The action was solid, but there just wasn't anything particularly appealing about where the story is heading, and I don't have the patience to wait around for some moment when Damien Wayne stops being the most annoying character in the DC Universe.

Rating: 4/10

Wednesday, October 10, 2018

Watch The Skies V. 8.10

From the random stack of unread comics (though not actually a comic).

Title: Watch The Skies
Issue: V. 8.10
Publisher:Camp Hill/Harrisburg Scifi & Fantasy Reading Group
Writer: Eric Hardenbrook
Cover: Eric Hardenbrook

This is a zine/newsletter from a science fiction club. There's no official date, but based on release dates mentioned in the articles, this appears to have been published in 2008 or 2009.

The contents include news from print and media SF, a couple of features on authors (Karen Traviss and David Louis Edeleman), a page of space science news, a short essay giving an overview of steampunk, and an essay discussing how to introduce science fiction to those unfamiliar with the genre.

Eric Hardenbrook is the only credited writer in the zine. There were two articles on Karen Traviss' work, and they felt a bit redundant in their content. Otherwise, I enjoyed this as a snapshot of some of the things going on in SF fandom about 10 years ago.

Rating: 5.5/10

Monday, October 8, 2018

The Amazing Spider-Man #1: Behind-The-Scenes Edition

I got this Marvel freebie from one of the comic shops I visited over the summer.

Title: The Amazing Spider-Man
Issue: 1 (Behind-The-Scenes Edition)
Publisher: Marvel Comics
Date: September 2018
Writer: Nick Spencer
Artist: Ryan Ottley
Editor: Nick Lowe

This is a pretty cool promotional freebie from Marvel. It's the complete main story from the recent Amazing Spider-Man reboot, but with just Ryan Ottley's pencil art.


This gives a unique perspective to the story, as well as revealing the process. Not to mention showing off Ottley's artistic talents.


Obviously, without the dialogue and the finished art, a lot gets missed, but I didn't mind. And the full version is readily available for those who wish to purchase it (and likely to remain in reprints for years to come).
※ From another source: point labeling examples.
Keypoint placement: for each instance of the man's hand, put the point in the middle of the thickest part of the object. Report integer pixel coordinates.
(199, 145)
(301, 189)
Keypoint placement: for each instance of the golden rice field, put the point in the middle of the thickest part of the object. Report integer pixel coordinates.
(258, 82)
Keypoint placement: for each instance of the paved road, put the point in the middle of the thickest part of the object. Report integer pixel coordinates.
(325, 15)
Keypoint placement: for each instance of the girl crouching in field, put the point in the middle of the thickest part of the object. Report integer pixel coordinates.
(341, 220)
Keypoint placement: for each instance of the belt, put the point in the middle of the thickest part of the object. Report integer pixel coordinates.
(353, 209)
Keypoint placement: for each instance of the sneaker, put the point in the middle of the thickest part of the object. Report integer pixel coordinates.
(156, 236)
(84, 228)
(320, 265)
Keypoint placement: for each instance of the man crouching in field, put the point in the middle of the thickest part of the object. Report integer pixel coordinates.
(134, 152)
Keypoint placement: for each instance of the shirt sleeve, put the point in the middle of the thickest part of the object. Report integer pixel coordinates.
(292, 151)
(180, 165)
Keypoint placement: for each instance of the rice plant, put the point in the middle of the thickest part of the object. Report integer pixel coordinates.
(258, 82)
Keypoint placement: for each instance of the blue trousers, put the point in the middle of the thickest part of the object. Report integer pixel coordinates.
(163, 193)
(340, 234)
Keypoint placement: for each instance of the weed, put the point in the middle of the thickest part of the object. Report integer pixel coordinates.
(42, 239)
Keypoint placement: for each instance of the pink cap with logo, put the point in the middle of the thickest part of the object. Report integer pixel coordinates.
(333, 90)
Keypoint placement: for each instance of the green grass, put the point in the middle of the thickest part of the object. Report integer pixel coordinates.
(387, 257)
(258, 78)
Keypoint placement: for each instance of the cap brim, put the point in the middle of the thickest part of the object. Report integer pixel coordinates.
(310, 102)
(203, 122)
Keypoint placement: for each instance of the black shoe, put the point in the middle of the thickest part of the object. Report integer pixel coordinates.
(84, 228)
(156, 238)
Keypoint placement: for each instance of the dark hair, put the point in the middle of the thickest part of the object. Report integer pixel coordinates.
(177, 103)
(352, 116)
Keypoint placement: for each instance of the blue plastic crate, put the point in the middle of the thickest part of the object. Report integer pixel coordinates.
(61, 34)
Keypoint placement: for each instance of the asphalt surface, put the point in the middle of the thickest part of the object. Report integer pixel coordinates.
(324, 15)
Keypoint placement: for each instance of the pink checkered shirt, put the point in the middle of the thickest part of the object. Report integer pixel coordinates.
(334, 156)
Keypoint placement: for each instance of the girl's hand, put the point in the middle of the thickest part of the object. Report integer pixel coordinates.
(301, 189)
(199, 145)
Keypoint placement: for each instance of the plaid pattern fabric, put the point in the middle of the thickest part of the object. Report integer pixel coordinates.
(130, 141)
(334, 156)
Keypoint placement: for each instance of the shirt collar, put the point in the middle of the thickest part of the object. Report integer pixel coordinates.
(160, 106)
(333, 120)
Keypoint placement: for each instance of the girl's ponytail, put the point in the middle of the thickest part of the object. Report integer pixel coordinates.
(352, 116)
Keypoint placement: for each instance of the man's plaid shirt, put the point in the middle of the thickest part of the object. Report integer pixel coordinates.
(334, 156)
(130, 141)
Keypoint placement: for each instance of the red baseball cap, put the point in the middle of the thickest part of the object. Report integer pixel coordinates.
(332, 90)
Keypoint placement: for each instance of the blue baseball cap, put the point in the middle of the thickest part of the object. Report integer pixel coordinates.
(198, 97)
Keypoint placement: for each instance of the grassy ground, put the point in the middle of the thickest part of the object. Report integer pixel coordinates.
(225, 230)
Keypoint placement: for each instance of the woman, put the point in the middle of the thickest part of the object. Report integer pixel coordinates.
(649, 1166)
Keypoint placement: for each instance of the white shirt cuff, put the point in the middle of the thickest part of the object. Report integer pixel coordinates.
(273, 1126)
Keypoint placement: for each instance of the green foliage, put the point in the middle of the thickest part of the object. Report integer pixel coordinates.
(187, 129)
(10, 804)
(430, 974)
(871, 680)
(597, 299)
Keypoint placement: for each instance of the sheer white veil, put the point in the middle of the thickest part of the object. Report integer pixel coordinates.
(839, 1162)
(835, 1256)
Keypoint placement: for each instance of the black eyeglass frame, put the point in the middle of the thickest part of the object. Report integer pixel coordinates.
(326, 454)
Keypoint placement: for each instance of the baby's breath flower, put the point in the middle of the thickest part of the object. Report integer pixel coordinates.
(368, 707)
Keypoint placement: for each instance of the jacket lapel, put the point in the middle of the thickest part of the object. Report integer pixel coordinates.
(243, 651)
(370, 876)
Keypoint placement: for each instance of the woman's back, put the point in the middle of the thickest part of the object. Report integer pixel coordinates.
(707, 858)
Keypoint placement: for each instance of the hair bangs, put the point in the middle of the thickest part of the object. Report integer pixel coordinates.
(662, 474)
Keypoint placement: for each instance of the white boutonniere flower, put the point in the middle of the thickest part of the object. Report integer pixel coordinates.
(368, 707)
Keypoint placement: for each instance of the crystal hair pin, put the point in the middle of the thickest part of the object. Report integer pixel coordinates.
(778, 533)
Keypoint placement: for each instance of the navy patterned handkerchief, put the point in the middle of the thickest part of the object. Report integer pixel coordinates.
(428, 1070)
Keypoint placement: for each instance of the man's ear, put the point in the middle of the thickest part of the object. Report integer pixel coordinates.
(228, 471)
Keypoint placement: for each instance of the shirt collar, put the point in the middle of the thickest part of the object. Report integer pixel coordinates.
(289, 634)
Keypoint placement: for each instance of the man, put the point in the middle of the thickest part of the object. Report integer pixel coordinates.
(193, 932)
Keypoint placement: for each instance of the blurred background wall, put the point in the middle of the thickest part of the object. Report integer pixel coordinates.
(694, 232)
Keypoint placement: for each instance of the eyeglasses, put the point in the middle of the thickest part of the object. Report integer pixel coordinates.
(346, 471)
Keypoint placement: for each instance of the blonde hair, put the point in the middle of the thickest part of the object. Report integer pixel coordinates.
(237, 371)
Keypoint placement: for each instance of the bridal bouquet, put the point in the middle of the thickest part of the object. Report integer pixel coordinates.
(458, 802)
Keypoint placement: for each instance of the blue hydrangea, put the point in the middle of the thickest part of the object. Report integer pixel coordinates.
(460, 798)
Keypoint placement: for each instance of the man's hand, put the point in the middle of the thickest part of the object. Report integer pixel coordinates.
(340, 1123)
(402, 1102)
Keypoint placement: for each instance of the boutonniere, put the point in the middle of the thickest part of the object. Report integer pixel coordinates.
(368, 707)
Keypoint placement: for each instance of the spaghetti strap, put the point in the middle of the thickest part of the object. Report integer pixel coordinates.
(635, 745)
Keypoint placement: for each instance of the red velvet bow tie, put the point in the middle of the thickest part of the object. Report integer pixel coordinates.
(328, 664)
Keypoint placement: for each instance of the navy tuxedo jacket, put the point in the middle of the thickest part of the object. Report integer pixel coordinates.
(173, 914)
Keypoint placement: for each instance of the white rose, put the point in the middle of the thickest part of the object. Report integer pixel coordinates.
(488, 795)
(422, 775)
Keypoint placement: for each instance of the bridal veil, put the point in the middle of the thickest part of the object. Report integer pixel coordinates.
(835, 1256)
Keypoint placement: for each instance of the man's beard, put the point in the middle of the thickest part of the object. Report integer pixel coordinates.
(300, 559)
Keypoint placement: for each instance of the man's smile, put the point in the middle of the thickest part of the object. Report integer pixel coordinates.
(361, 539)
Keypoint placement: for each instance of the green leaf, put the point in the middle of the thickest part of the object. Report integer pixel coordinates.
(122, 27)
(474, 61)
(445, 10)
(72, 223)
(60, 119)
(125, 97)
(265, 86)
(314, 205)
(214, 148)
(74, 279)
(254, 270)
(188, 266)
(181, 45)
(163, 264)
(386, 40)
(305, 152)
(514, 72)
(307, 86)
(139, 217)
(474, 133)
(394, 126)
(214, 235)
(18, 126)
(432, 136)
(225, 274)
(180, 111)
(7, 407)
I could't follow that much of the dialogue-based storytelling, but much of the familiar supporting cast made appearances. The plot's main action saw Spidey joining the Avengers to deal with what appears to be a massive invasion by extradimensional creatures in New York City. But thing are not entirely as they seem.

The art was beautiful and the story looked interesting enough that I would say that the book did its job as a promo.

Rating: 7.5/10


Saturday, October 6, 2018

Goodbye Kitty

From the random stack of unread comics.

Title: Goodbye Kitty: A Cautionary Tale
Publisher: Ryan Dow
Writer: Ryan Dow
Artist: Ryan Dow

This quarter-sized minicomic tells a dark tale of revenge from beyond the grave involving a love triangle between a teddy bear, a doll, and a (plushie?) kitty.

Sometimes the simplest stories work best. This no-frills minicomic tells the whole grim tragedy in 24 pages, and it works surprisingly well.

This is a quick, fun, and effective horror story.